Gareth Evans - Ainda não consigo ver um conceito claro de operação que funcionará para acabar com as mortes de civis. Não acredito que possa haver zona de exclusão aérea sem tornar o confronto mais substancial, porque não se pode só atirar em aviões sírios, é preciso atacar também centros de comando.

Não há uma operação simples quando se está enfrentando uma grande força militar. Você consegue fazer isso se está enfrentando uma força militar fraca, como a líbia, mas os sírios são diferentes.

A situação na Síria coloca então sob dúvida o conceito de responsabilidade de proteger?

A responsabilidade de proteger é muito mais do que só intervenção militar. Envolve persuasão diplomática e outras formas de pressão. É verdade que na Síria nós nem tivemos essas outras formas.

Falta consenso sobre o que o R2P significa e como ele deve ser aplicado. Acho que é possível recriar esse consenso, mas só se houver uma avaliação do que deu errado na Líbia. Na Síria, há uma paralisia até na discussão das formas mais leves de pressão -então tem sido um ano difícil para o conceito R2P.

Como avançar nas discussões com a resistência da Rússia?

Se a Síria vai mudar seu comportamento e se preparar para uma discussão séria sobre transformação política, a pressão terá que vir da Rússia.

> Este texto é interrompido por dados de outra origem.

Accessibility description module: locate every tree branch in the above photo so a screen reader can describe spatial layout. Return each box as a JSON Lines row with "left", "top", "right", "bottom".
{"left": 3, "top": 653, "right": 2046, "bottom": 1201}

E o Brasil tem uma credibilidade e um acesso [nos Brics] a essas potências que outros países não têm. Deveria usar isso para dizer: "Não queremos ser vistos como os caras que apoiam ditaduras e massacres de inocentes. Somos países decentes, vamos formar uma posição que vai mudar as coisas".

Uma coisa é um país como a Austrália dizer isso, outra coisa é o Brasil. Ele seria ouvido e levado muito a sério.

O Brasil tentou contribuir com o conceito de "responsabilidade ao proteger". Temos tempo para esse debate na Síria?

Essa discussão não vai ajudar a situação na Síria. Mas o que o Brasil está propondo é criar a capacidade para ações internacionais efetivas em situações futuras. Porque, se tivermos uma nova Ruanda amanhã, teremos consenso para lidar de forma efetiva contra crimes contra a humanidade?

É possível que, em alguns anos, nos lembremos da Síria como uma nova Ruanda, em que a comunidade internacional falhou ao não intervir?

A situação síria não é como em Ruanda, onde a violência teria sido facilmente cessada com o envio de 5 mil ou 10 mil soldados. Na Síria, temos uma guerra civil em larga escala. Não é só uma questão de enviar 10 mil soldados, mas de entrar no país e lutar uma guerra contra a Síria.